METHODS: We reviewed the records of 162 consecutive cardiac transplant recipients from our institution. Patients who underwent transplantation between 1988 and 1990 were treated with traditional triple-therapy immunosuppression (cyclosporine, azathioprine, and prednisone). Beginning June 1990, we instituted a protocol of early steroid taper with discontinuation by 6 months after transplant. The two groups were comparable with respect to age, sex, ethnicity, cause of heart failure, ischemic time, body mass index, and creatinine at the time of transplantation.

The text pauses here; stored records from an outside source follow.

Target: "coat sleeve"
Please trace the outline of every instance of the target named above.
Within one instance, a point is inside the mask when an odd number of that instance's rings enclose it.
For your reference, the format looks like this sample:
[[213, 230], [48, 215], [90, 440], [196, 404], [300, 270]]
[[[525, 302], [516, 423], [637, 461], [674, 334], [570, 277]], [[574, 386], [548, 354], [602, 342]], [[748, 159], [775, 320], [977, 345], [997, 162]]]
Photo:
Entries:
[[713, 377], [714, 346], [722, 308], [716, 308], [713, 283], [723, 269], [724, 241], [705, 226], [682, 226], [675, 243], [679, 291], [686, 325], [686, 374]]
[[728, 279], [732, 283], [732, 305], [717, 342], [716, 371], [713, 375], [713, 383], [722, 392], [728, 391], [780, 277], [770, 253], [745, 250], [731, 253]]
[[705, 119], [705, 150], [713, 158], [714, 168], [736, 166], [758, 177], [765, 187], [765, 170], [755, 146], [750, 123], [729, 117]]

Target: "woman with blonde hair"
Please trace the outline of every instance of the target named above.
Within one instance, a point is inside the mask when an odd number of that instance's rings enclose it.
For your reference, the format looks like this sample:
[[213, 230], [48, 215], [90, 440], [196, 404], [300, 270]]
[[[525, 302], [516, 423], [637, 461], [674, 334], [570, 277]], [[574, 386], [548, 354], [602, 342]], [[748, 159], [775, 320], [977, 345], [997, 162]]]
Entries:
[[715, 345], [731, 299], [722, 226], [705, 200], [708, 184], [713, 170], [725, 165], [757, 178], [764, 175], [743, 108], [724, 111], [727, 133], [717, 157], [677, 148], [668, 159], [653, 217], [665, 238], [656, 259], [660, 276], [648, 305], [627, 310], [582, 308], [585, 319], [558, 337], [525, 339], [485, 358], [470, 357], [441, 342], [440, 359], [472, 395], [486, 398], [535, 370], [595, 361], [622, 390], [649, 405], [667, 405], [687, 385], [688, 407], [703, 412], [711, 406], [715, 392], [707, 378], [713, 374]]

RESULTS: Fifty-seven percent of the patients in the early steroid taper group were successfully withdrawn from steroids at 6 months after transplantation. This group had a decreased freedom from and increased frequency of acute rejection (p < 0.01 for each) when compared with the traditional therapy group. There was, however, no difference in freedom from posttransplant coronary artery disease (p = 0.53). The early steroid taper group enjoyed an increased freedom from malignancy (p = 0.01) and trended toward a decreased frequency of infection (p = 0.10) and improved survival (p = 0.06).
CONCLUSIONS: Steroid withdrawal is possible in 57% of patients at 6 months after transplantation. The institution of an early steroid taper protocol improves the overall freedom from malignancies and may decrease the frequency of infection and prolong overall survival without increasing the risk of posttransplant coronary artery disease.